Stave was amazed to see his secretary blush.
‘I’ll bring in another chair,’ she said, just a touch too quickly.
‘Let me,’ said MacDonald, springing to his feet and bringing in another chair from the outer office. Erna Berg smiled at him. Stave nodded at her, indicating she should leave them and shut the door behind her. Then he thought of Margarethe and how he had been when they first met: that mixture of enthusiasm and embarrassment. And suddenly he felt envious of the young British officer. Stuff and nonsense. He banished thoughts of all women, except for one: the naked corpse.
‘Sit down,’ he said formally. ‘I’ll give you an overview.’

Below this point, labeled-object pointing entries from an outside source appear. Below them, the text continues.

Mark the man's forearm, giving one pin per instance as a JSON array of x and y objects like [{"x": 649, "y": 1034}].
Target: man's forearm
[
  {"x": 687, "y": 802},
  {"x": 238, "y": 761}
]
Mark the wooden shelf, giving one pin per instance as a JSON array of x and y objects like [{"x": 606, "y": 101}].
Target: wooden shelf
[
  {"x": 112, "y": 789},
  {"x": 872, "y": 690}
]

The chief inspector methodically went over the basics of the case: the naked body with an appendix scar
, the strangulation marks on her throat, the spot where the corpse was found, the two street lads, the questioning of the bunker-dwellers and the overall lack of leads. When he had finished, MacDonald took out a packet of English cigarettes and offered them around. Stave and Maschke hesitated, as if each was waiting for the other to react first. Then the chief inspector shrugged, and gratefully accepted the cigarette. In reality he had given up smoking but it was clear that Maschke had been waiting to see if Stave, now his boss for the duration of this investigation, was willing to take a gift from a former enemy. The vice squad inspector lit up and sucked so greedily on it that MacDonald, with a smile that was sarcastic and polite at the same time, forced a second on him.
‘So, what do we do now?’ he asked. ‘I’m a soldier, not a policeman,’ MacDonald added. ‘My experience is war, not murder investigations.’

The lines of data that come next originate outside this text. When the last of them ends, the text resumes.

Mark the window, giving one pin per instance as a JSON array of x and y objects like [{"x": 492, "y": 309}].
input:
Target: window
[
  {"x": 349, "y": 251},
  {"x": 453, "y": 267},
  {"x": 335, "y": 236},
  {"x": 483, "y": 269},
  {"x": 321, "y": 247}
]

Maschke coughed so loudly that a cloud of blue smoke poured from both his nose and mouth.
Stave forced himself to smile. ‘The more we know about the victim, the more we find out about the killer,’ he began. ‘Often the murderer and victim know one another. So first of all we’ll try to identify the victim. We’ll cut her open.’
‘We?’ said MacDonald, no longer smiling.
‘A pathologist will do it,’ Stave reassured him, smiling genuinely for the first time himself. The shocked naivety of his question had all of a sudden made the young Brit seem more likeable. Some soldier you are if you’re frightened of the dead. ‘We’ll just get the autopsy report. Then, hopefully, we’ll know a bit more – ideally the time of death. But I doubt there’s any pathologist in the world who could identify her.’
‘Save for the doctor who performed the appendectomy,’ Maschke interjected.
‘Yes,’ Stave said. ‘That’s a possibility. We’ll order up some copies and send them out to Hamburg hospitals. Perhaps somebody will identify her. On the other hand an appendix operation is routine and it’s not likely that any doctor or nurse would remember.’